Every day after school we went to the high white wall and sat up there, and some days we went inside the house. Soon school would be over and we’d have nothing to do all day but play. It was nice to know the house was there, waitin for us. Spooky ole house with lots of rooms, jagged halls, trunks full of hidden treasures, high ceilings, odd-shaped rooms with small rooms joinin, sometimes a row of little rooms hidin one behind the other.
Spiders lived there and spun webs on the fancy chandeliers. Mice ran everywhere, havin hundreds of babies to put droppins all over. Garden insects moved inside and climbed the walls and crept on the wood floors. Birds came down the chimneys and fluttered about madly as they tried to find a way out. Sometimes they banged against walls, windows, and we’d come in and find ’em dead and pitiful.

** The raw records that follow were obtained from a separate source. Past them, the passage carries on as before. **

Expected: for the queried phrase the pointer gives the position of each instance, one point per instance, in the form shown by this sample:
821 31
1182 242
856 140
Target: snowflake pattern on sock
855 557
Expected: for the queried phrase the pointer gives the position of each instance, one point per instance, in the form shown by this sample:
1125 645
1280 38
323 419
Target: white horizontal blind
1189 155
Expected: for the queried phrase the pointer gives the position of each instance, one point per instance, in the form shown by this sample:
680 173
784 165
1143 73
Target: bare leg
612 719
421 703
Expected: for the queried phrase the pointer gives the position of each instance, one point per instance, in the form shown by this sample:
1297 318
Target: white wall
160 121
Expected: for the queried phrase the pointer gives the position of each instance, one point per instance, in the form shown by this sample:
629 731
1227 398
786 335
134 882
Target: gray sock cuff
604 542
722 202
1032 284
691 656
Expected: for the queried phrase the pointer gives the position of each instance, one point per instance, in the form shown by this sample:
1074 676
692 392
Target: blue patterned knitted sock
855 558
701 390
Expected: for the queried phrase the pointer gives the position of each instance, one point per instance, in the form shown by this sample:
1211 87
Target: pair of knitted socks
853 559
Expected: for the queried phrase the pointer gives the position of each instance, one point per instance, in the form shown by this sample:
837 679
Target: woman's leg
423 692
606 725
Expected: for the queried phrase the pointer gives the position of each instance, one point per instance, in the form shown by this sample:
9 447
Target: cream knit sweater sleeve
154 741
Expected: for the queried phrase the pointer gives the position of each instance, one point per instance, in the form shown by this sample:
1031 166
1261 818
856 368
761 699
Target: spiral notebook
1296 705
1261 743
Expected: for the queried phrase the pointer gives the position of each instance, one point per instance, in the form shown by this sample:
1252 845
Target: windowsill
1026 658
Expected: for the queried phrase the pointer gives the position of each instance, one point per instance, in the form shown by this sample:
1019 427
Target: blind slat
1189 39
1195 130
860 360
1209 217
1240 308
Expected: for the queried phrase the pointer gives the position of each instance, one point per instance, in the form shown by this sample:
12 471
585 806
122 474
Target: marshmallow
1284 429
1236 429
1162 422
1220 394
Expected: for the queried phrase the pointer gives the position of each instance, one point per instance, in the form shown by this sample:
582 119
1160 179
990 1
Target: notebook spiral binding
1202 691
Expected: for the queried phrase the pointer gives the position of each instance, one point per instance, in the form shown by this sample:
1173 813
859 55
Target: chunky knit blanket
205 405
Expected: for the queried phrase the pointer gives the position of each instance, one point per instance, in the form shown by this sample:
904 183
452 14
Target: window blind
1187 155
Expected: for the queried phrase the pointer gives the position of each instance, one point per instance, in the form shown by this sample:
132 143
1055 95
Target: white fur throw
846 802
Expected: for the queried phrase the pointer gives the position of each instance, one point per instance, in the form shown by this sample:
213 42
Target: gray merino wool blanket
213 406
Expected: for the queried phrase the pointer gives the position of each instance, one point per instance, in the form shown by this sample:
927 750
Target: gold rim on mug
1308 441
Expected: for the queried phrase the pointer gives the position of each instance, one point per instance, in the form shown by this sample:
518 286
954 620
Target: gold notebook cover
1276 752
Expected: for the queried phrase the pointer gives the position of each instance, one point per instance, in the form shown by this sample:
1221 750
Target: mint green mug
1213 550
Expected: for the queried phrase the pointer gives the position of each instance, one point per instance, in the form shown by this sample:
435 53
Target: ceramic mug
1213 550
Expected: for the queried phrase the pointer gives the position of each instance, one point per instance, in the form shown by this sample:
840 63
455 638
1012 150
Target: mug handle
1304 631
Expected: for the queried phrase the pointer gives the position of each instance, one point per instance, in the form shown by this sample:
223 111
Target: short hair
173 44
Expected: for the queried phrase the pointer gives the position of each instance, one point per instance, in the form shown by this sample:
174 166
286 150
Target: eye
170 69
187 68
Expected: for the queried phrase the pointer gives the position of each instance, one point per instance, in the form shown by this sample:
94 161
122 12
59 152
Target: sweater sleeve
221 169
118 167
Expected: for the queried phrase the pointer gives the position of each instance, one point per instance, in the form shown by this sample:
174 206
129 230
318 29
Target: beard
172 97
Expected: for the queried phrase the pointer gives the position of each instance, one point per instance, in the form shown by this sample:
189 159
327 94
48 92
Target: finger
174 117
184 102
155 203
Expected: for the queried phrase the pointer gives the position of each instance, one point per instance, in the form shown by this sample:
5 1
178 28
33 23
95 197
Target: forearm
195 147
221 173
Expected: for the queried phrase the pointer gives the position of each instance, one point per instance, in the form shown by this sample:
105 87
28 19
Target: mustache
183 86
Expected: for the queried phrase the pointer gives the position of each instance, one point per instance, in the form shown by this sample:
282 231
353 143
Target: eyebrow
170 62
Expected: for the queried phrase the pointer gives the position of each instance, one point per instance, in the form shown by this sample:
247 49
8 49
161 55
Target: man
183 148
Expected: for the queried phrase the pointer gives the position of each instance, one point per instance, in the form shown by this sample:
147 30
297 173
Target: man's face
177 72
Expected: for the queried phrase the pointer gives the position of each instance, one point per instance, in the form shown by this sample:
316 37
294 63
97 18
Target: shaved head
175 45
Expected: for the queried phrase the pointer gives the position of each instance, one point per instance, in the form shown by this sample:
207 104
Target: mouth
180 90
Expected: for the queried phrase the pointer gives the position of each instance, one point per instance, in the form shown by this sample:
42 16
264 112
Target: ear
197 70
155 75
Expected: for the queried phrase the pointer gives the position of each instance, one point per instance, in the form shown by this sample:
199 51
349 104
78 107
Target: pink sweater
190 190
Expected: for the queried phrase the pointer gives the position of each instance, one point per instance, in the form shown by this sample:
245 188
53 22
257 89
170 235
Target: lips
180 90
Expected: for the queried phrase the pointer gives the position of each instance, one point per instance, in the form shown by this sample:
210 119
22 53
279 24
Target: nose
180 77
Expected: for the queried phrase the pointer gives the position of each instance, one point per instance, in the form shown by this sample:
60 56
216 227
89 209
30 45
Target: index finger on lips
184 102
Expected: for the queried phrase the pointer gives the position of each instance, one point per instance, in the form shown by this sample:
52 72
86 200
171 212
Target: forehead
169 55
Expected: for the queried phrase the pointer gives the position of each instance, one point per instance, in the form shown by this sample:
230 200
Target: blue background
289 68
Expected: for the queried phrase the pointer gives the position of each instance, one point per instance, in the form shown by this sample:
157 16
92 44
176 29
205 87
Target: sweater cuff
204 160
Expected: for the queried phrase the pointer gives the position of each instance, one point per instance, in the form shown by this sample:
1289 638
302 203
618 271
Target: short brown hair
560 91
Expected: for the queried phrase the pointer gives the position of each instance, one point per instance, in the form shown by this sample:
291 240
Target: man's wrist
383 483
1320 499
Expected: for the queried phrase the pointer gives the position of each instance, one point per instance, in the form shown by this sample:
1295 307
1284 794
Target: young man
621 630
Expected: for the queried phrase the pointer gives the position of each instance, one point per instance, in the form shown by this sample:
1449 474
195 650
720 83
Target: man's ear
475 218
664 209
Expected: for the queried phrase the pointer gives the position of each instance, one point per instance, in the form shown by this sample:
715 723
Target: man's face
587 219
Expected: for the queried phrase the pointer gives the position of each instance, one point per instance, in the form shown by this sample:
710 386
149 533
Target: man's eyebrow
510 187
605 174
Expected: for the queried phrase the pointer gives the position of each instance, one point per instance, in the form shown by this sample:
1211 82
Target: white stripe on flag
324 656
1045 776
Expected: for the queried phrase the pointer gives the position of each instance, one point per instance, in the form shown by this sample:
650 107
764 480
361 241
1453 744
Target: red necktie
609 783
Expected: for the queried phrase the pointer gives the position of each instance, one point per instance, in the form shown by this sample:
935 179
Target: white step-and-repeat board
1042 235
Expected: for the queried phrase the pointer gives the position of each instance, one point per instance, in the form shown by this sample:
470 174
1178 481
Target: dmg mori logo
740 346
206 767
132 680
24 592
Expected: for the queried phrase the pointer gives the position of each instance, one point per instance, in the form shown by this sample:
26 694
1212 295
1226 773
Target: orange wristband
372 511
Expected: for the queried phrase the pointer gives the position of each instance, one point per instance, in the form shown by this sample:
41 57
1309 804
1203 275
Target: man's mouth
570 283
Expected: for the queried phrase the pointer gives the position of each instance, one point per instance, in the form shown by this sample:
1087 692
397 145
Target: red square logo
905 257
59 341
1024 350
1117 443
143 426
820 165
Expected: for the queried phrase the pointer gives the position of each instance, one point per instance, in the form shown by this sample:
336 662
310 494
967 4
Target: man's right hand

Sometimes Jory and I would arrive in the nick of time and throw open windows and doors so they could escape.
Jory figured someone must have abandoned the ole house quickly. Half the furniture was there, settin dusty and moldin, givin off smelly odors that made Jory wrinkle his nose. I sniffed it and tried to know what it was sayin. I could stand real still and almost hear the ghosts talking, and if we sat still on a dusty ole velvet couch and didn’t talk, up from the cellar would come faint rustling like the ghosts wanted to whisper secrets in our ears.
“Don’t you ever tell anybody ghosts talk to you, or they’ll think you’re crazy,” Jory had warned. We already had one crazy person in our family—our daddy’s mother, who was in a nuthouse way back in Virginia. Once a summer we went East
to visit her and ole graves. Momma wouldn’t go in the long brick building where people in pretty clothes strolled over green lawns, and nobody would have guessed they were crazy if attendants in white suits hadn’t been there too.